Ten Zan is a small mountain in Guadalcanal. Ten Zan: The Ultimate Mission is a joint Italian-North Korean action film from 1988, directed by Ferdinando Baldi entirely in English in North Korea. That’s right, this is a prime piece of North Korean cinema. It’s…something all right.
First, this was supposed to be a Pacific war movie. Baldi was originally approached by North Korean film representatives at Cannes after they saw his Vietnam action film Warbus. But when he arrived in Pyongyang, the North Korean censors took his script and rewrote it entirely, then assigned him his crew and the supporting cast. Baldi was lucky enough to get some of his own actors in the film, but…well, it’s Mark Gregory again as the villain. You know, Thunder. With Sabriana Siani as his assistant, of whom director Jesús Franco once said was the 2nd worst actress he had ever worked with. As for our intrepid heroes, they’re Frank Zagarino of classics like The Revenger and Cyborg Cop III, and Romano Kristoff, a Spanish B-movie star who appeared in many Filipino productions for K.Y. Lim’s Silver Star Film Company in the ’80s and ’90s. Maybe Baldi should have kept the North Korean actors around.

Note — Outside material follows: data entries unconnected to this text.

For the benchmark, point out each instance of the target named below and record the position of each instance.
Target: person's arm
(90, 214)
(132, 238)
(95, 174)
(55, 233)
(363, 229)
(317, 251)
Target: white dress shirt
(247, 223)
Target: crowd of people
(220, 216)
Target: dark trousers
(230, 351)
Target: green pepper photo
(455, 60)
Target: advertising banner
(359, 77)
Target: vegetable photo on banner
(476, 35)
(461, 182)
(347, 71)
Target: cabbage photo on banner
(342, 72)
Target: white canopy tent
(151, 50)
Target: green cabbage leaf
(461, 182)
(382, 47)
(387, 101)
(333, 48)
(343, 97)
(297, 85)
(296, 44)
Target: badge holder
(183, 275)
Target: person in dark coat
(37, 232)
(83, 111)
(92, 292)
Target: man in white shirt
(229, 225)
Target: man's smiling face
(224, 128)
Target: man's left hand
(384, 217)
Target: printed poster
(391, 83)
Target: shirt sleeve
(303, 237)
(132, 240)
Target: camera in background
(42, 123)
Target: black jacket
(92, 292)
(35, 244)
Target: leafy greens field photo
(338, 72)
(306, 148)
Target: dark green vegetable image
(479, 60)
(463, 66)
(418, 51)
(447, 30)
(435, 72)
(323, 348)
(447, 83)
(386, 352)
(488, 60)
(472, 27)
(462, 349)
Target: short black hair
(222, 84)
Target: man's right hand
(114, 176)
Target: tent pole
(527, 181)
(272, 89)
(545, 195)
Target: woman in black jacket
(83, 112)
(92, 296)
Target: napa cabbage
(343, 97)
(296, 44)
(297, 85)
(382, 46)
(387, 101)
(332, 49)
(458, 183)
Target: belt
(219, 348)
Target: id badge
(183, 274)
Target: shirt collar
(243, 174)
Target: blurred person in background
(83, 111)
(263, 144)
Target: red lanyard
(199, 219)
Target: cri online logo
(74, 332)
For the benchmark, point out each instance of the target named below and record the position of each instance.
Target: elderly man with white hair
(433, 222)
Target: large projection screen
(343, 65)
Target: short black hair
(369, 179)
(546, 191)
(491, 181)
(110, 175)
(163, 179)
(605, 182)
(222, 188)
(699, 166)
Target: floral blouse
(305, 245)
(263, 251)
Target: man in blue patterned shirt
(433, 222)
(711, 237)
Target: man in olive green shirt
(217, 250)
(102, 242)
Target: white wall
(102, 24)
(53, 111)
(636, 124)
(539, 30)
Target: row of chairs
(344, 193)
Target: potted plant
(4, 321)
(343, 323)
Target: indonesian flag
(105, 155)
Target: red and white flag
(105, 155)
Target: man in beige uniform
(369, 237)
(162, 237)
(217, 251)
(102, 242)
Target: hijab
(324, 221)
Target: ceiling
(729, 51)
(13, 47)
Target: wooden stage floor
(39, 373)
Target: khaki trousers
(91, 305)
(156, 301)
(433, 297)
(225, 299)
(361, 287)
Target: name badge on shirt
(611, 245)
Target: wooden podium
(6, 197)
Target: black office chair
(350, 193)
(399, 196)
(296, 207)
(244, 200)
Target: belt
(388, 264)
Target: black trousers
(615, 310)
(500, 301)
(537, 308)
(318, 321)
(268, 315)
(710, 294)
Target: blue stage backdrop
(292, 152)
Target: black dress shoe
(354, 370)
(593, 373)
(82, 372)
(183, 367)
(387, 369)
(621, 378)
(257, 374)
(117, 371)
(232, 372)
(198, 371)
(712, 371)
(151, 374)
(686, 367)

What was a WWII movie became a modern action film in which Zagarino and Kristoff of Final Solution Research are hired to take out an evil scientist and his army of mercenaries before the scientist can use animal extracts to produce the ubermensch. To make matters worse, the man who hires the Zagarino and Kristoff IS THE EVIL SCIENTIST! So the bad guy hired mercenaries to destroy his own operation, and then gets upset when other mercenaries he already hired tell him that his operation is going to be destroyed. And all of this is set in the modern landscape of North Korea.
Now, I want to take a moment to say that I don’t blame Baldi for any of this. His script was taken from him, he was constantly refused the opportunity to shoot in various places, he never got the equipment he requested, his leading man, Zagarino, was arrested and held for two days for being an American spy, and he wasn’t even aware that after he finished post-production in Italy, the film went through another round of post in North Korea and was edited again. Heck, he never saw it again, as the film was never released in Italy due to arguments over ownership and distribution rights with the North Korean government. The only real upside was that apparently his North Korean film crew was marvelous, polite, and very eager to learn, even though none of them spoke English. In later interviews, Baldi had nothing but kind words to say of them, despite the numerous challenges he faced. That’s something. I hope they all lived.
So, how is the film? Well…not good. Considering the bizarre script, bad edit job, and bad acting, there really isn’t anything much worth saying about it itself. It’s the story behind it that is interesting, from Kim Jong-il just showing up on set to the strange life of Pyongyang citizens, to how the movie went from being about WWII to having only a four line exchange from which Ten Zan ends up as the title. It’s a curiosity piece, a bit out place no matter how you look at it, even in regards to the rest of the entirely propagandist North Korean cinema industry.
Also, I now think the feds are monitoring my blog. I hope you fellas like bad movies!